问题描述
参考SQL查询如何汇总学生记录日期? 我能够得到我想要的报告.
With reference to SQL Query how to summarize students record by date? I was able to get the report I wanted.
我被告知在现实世界中,学生表将有 3000 万条记录.我确实有 (StudentID, Date) 的索引.有什么建议可以提高性能,或者有没有更好的方法来构建报告?
I was told in real world the students table will have 30 Millions of records. I do have index on (StudentID, Date). Any suggestions to improve the performance or is there a better way to build the report ?
现在我有以下查询
;with cte as
(
select id,
studentid,
date,
'#'+subject+';'+grade+';'+convert(varchar(10), date, 101) report
from student
)
-- insert into studentreport
select distinct
studentid,
STUFF(
(SELECT cast(t2.report as varchar(50))
FROM cte t2
where c.StudentId = t2.StudentId
order by t2.date desc
FOR XML PATH (''))
, 1, 0, '') AS report
from cte c;
推荐答案
如果没有看到执行计划,真的不可能写出优化的 SQL 语句,所以我会提出建议.
Without seeing the execution plan, it's not really possible to write an optimized SQL statement so I'll make suggestions instead.
不要使用 cte,因为它们通常不能很好地处理需要大内存的查询(至少,以我的经验).相反,使用实体化/索引视图或工作表(可能是大型临时表)在真实表中暂存 cte 数据.然后执行第二个选择(在 cte 之后)将您的数据组合到一个有序列表中.
Don't use a cte as they often don't handle queries with large memory requires well (at least, in my experience). Instead, stage the cte data in a real table, either with a materialized/indexed view or with a working table (maybe a large temp table). Then execute the second select (after the cte) to combine your data in an ordered list.
对您的问题的评论数量表明您有一个大问题(或多个问题).您正在将高大数据和瘦数据(想想整数、datetime2 类型)转换为字符串中的有序列表.尝试考虑以可用的最小数据格式存储并在之后(或永远不会)操作成字符串.或者,认真考虑创建一个 XML 数据字段来替换报告"字段.

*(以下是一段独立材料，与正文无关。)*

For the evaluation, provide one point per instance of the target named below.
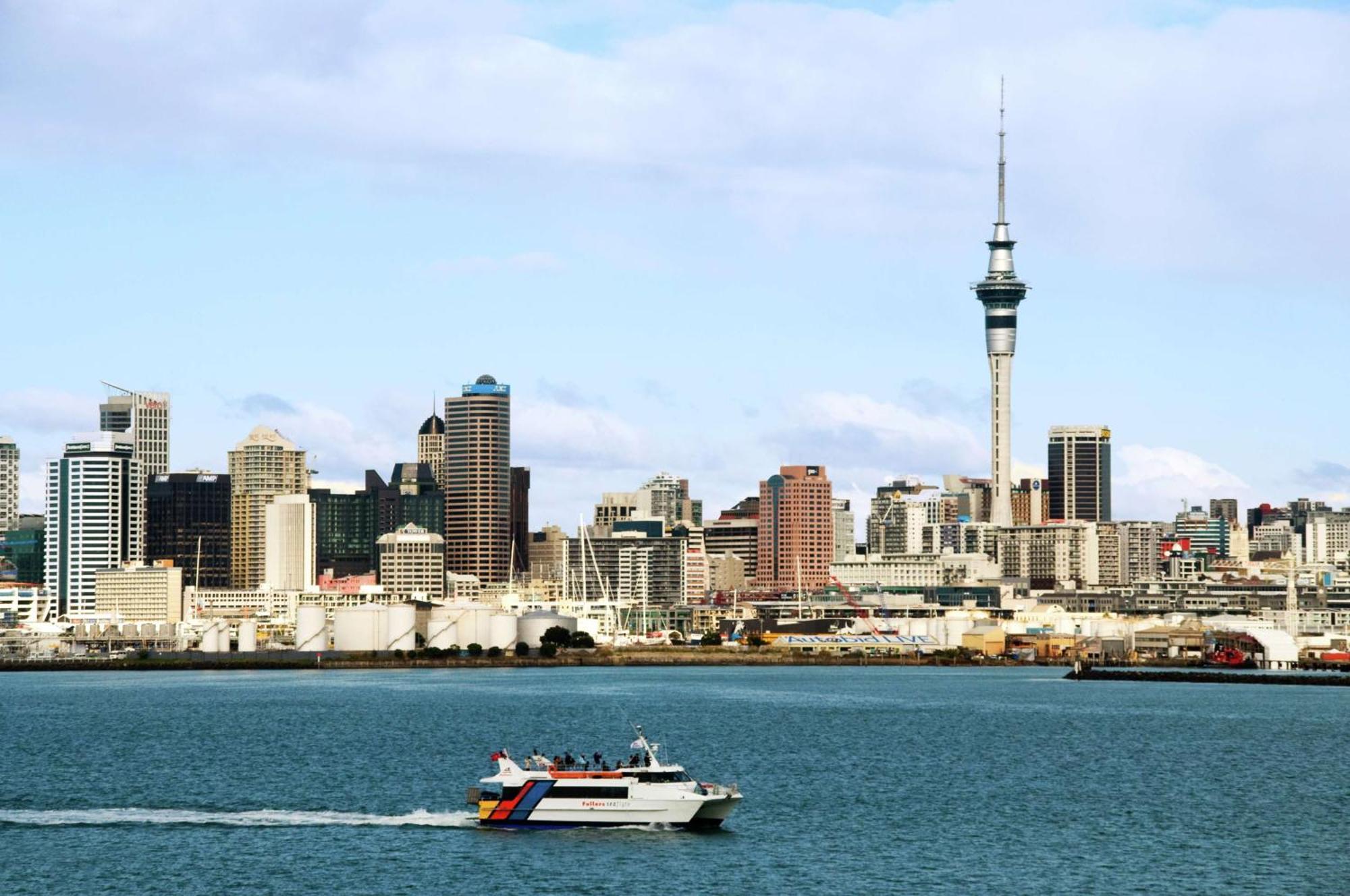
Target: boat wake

The number of comments to your question indicates that you have a large problem (or problems). You're converting tall and skinny data (think integers, datetime2 types) into ordered lists within a strings. Try to think instead in terms of storing in the smallest data formats available and manipulating into strings until afterward (or never). Alternatively, give serious thought into creating an XML data field to replace the 'report' field.
如果你能让它工作,这就是我会做的(包括一个没有索引的测试用例).您的里程可能会有所不同,但请尝试一下:
If you can make it work, this is what I would do (including a test case without indexes). Your mileage may vary, but give it a try:
create table #student (id int not null, studentid int not null, date datetime not null, subject varchar(40), grade varchar(40))

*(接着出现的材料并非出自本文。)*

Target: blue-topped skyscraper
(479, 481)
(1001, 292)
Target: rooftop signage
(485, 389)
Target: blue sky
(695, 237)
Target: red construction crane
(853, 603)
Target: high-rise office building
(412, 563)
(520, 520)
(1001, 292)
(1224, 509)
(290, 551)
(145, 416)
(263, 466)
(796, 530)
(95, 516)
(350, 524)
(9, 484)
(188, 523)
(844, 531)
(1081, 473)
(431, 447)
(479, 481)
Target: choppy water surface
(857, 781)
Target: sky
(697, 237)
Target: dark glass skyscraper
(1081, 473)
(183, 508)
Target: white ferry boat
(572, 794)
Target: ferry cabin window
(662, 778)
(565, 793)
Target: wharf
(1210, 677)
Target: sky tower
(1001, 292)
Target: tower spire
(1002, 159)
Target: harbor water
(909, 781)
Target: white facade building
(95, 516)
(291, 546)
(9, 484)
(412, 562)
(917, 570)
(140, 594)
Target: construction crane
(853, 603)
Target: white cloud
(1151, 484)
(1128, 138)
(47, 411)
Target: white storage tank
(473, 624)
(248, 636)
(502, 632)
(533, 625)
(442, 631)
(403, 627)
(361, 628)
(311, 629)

insert into #student (id,studentid,date,subject,grade)
select 1, 1, getdate(), 'history', 'A-' union all
select 2, 1, dateadd(d,1,getdate()), 'computer science', 'b' union all
select 3, 1, dateadd(d,2,getdate()), 'art', 'q' union all
--
select 1, 2, getdate() , 'something', 'F' union all
select 2, 2, dateadd(d,1,getdate()), 'genetics', 'e' union all
select 3, 2, dateadd(d,2,getdate()), 'art', 'D+' union all
--
select 1, 3, getdate() , 'memory loss', 'A-' union all
select 2, 3, dateadd(d,1,getdate()), 'creative writing', 'A-' union all
select 3, 3, dateadd(d,2,getdate()), 'history of asia 101', 'A-'
go
select studentid as studentid
,(select s2.date as '@date', s2.subject as '@subject', s2.grade as '@grade'
from #student s2 where s1.studentid = s2.studentid for xml path('report'), type) as 'reports'
from (select distinct studentid from #student) s1;
我不知道如何使这里的输出清晰易读,但结果集是 2 个字段.字段 1 是一个整数,字段 2 是 XML,每个报告一个节点.这仍然不如仅发送结果集那么理想,但每个学生 ID 至少有一个结果.
I don't know how to make the output legible on here, but the resultset is 2 fields. Field 1 is an integer, field 2 is XML with one node per report. This still isn't as ideal as just sending the resultset, but it is at least one result per studentid.
这篇关于如何提高此查询的性能?的文章就介绍到这了,希望我们推荐的答案对大家有所帮助,也希望大家多多支持!